325 / samedi 21 décembre 2019

La machine de la guerre travaille 24 heures sur 24, 7 jours sur 7. Malgré le service de garde de nuit à l’entreprise Babcock à Long Ashton [petite ville dans la banlieue sud-ouest de Bristol ; NdAtt.], nous nous sommes faufilé.e.s par-dessus la clôture et avons endommagé un réservoir de carburant de leur système de chauffage.

Babcock est le deuxième plus gros fournisseur du ministère de la Défense du Royaume-Uni. Ils ont 4 installations rien qu’à Bristol. Ils sont spécialisés dans la marine et le nucléaire. Nous espérons que notre petite action montrera de combien de manière différentes il est possible de résister, sans avoir à voter !

Cette « île prison » [surnom de la Grande Bretagne ; NdAtt.] continuera à être telle, peut importe qui en est le premier ministre.
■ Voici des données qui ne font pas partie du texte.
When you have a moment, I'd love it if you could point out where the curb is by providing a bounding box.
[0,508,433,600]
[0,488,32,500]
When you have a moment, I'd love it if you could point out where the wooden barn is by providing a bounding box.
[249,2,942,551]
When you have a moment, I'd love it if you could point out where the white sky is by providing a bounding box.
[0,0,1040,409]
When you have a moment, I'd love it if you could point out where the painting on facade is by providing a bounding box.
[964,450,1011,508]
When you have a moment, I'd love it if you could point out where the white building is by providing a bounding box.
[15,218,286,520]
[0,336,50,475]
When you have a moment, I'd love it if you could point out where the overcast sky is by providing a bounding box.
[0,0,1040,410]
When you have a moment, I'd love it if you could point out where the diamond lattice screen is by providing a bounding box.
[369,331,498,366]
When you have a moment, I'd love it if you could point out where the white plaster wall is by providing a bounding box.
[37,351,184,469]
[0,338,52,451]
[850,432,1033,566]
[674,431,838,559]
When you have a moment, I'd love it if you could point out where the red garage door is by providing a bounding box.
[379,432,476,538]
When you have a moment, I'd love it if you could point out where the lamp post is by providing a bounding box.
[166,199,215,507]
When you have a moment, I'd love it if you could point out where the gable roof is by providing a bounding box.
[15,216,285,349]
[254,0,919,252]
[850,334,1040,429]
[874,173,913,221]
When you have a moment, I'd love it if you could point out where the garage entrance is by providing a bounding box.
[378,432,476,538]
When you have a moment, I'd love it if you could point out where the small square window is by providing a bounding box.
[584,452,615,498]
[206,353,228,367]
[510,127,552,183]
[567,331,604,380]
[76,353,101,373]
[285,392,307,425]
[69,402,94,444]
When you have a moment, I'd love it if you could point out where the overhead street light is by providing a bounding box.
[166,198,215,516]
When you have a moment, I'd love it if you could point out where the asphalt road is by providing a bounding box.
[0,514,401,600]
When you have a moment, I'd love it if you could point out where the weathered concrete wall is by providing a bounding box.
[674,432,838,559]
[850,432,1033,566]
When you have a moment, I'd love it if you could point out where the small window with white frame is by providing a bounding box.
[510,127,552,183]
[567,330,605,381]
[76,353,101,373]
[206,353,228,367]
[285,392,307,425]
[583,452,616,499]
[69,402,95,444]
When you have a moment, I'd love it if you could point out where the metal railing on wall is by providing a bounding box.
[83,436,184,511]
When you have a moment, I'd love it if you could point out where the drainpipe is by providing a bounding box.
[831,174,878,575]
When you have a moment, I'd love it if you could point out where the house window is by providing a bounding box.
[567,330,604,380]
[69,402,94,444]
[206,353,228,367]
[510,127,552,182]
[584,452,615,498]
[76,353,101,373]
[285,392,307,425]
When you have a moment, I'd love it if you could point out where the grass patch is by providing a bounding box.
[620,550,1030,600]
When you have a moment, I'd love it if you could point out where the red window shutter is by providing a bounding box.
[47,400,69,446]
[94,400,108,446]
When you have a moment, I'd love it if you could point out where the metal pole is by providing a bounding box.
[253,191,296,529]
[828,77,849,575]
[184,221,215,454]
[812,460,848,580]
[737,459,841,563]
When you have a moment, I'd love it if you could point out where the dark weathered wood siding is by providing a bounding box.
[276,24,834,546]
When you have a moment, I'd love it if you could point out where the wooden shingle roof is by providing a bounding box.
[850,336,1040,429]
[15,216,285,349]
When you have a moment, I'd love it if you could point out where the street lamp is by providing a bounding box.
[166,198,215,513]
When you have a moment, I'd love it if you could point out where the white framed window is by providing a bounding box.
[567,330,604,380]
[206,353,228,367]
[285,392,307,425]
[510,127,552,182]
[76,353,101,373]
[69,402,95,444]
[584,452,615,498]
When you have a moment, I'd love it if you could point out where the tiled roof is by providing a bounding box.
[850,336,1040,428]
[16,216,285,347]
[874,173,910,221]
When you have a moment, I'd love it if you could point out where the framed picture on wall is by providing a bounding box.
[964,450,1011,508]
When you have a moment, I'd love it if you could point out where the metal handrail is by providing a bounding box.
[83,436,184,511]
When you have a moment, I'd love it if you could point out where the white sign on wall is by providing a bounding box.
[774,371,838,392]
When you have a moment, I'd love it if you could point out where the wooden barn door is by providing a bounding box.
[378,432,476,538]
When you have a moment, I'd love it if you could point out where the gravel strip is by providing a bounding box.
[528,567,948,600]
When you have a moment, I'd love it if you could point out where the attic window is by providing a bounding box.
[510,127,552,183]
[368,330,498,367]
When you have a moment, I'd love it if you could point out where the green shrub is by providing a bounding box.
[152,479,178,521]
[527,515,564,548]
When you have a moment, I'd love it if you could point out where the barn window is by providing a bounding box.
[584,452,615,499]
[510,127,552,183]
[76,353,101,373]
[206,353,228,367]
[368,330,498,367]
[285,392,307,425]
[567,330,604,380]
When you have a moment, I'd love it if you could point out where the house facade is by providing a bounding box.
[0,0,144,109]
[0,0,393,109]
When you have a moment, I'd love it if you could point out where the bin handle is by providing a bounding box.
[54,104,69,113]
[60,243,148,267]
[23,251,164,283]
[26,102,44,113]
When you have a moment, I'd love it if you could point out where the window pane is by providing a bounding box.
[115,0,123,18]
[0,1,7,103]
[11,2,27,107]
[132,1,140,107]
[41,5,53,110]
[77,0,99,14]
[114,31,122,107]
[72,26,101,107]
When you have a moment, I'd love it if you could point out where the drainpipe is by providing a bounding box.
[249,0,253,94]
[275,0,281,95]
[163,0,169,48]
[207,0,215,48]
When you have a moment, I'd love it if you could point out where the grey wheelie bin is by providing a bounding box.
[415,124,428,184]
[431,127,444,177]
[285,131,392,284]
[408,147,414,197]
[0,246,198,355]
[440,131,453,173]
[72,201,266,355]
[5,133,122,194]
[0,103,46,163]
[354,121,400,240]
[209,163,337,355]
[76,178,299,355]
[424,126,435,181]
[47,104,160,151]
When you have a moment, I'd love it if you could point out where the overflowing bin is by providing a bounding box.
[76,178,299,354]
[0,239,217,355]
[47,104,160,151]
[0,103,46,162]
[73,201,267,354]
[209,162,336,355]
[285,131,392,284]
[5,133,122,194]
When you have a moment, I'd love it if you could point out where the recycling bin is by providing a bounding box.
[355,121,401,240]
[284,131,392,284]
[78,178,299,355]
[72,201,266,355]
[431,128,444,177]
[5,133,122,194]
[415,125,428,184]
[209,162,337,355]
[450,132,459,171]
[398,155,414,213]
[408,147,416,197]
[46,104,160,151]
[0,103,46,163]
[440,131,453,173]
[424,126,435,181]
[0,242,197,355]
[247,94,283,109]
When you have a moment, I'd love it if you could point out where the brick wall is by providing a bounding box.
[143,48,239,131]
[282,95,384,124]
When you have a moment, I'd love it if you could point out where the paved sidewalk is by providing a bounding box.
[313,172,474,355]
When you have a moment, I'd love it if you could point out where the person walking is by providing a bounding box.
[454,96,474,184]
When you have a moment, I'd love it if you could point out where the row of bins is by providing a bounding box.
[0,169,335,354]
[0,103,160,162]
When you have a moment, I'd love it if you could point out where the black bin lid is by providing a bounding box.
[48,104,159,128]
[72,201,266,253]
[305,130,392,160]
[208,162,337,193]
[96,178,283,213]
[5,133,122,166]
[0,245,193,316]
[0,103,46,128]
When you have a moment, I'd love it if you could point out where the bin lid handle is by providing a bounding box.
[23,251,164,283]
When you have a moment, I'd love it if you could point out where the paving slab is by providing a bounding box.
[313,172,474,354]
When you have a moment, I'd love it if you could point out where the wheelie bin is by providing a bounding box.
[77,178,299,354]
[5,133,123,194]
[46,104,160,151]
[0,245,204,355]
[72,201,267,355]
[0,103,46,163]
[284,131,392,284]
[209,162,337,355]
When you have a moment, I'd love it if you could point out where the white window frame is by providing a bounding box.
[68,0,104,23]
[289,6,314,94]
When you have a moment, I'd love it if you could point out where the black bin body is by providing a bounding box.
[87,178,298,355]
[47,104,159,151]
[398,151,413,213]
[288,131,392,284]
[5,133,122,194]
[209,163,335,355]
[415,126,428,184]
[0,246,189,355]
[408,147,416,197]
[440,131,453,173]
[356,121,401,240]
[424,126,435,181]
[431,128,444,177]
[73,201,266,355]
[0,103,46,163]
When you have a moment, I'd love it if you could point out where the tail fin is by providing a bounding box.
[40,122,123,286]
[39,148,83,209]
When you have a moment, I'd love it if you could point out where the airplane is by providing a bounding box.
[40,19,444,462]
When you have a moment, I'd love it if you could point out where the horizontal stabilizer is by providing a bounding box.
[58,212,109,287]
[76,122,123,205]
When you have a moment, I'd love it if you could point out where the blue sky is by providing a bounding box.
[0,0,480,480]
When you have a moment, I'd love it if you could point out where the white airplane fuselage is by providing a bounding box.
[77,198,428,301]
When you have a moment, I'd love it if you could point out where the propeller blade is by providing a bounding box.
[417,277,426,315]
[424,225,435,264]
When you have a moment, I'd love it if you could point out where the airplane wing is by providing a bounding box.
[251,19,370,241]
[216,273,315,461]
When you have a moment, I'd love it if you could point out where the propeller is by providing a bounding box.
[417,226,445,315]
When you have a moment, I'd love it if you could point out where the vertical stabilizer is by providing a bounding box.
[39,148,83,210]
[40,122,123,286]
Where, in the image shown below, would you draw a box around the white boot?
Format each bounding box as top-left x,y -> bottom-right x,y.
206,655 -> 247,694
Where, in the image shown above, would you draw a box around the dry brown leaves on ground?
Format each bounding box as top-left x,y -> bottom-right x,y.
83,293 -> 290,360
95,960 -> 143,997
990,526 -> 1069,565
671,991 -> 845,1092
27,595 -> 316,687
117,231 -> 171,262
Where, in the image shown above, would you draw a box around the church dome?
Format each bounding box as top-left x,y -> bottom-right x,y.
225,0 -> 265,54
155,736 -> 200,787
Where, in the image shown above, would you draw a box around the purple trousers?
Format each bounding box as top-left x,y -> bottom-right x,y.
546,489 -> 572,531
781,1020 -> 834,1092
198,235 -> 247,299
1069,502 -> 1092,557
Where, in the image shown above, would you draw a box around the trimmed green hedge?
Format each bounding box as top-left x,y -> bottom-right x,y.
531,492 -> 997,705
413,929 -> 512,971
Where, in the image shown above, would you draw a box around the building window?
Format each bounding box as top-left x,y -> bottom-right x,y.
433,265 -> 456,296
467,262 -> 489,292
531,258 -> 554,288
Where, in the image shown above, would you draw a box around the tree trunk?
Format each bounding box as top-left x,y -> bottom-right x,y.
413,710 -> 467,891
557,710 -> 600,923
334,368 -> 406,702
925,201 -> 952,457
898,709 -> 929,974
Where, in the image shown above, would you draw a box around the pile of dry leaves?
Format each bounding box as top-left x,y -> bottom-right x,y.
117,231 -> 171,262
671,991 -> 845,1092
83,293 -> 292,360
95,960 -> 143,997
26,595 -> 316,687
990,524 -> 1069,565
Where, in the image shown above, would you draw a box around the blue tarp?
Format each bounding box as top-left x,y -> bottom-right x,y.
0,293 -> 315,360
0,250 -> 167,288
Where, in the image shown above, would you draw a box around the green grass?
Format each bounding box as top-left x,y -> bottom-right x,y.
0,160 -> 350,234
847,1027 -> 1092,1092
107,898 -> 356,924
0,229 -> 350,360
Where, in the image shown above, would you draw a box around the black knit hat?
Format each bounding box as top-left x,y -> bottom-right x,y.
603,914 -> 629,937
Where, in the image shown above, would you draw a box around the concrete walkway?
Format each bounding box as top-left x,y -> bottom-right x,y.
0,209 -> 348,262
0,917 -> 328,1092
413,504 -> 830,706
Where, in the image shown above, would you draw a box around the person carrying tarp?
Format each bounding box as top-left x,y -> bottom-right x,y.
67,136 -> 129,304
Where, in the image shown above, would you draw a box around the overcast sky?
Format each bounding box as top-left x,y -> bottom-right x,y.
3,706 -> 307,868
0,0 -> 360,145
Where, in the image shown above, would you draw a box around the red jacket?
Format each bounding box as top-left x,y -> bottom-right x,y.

Nous rejetons tous les politicien.ne.s et n’avons que du mépris pour ceux/celles qui croient à leurs mensonges et à leurs promesses bon marché.

A celles/ceux qui oublient les nombreux aspects du contrôle et de la répression qui sont utilisés dans la guerre sociale, et qui croient aux battage médiatique du Parti travailliste, en se concentrant uniquement sur le Service sanitaire national… dans l’obscurité, nous rions de vous et vous demandons, avec colère : Vous souvenez-vous de l’Irak ? [lors des élections législatives de décembre 2019, gagnée par les Conservateurs, le Parti travailliste a fait propagande, entre autre, pour une augmentation des fonds publics pour le service sanitaire ; en 2003 le Royaume Uni, guidée par le travailliste Tony Blair, a participé à la guerre contre l’Irak ; NdAtt.]

Solidarité avec celles/ceux qui sont dans les rues de la Green zone [quartier international et siège d’institutions de gouvernement, interdit à la population civile jusqu’à 2015 ; ces dernières semaines des importants manifestations contre le gouvernement secouent l’Irak, aussi dans cette zone huppée de la capitale ; NdAtt.], à Bagdad, et salutations tardives à tou.te.s celles/ceux qui se sont révolté.e.s lors de la Journée internationale d’action pour la Rojava, le 14 décembre.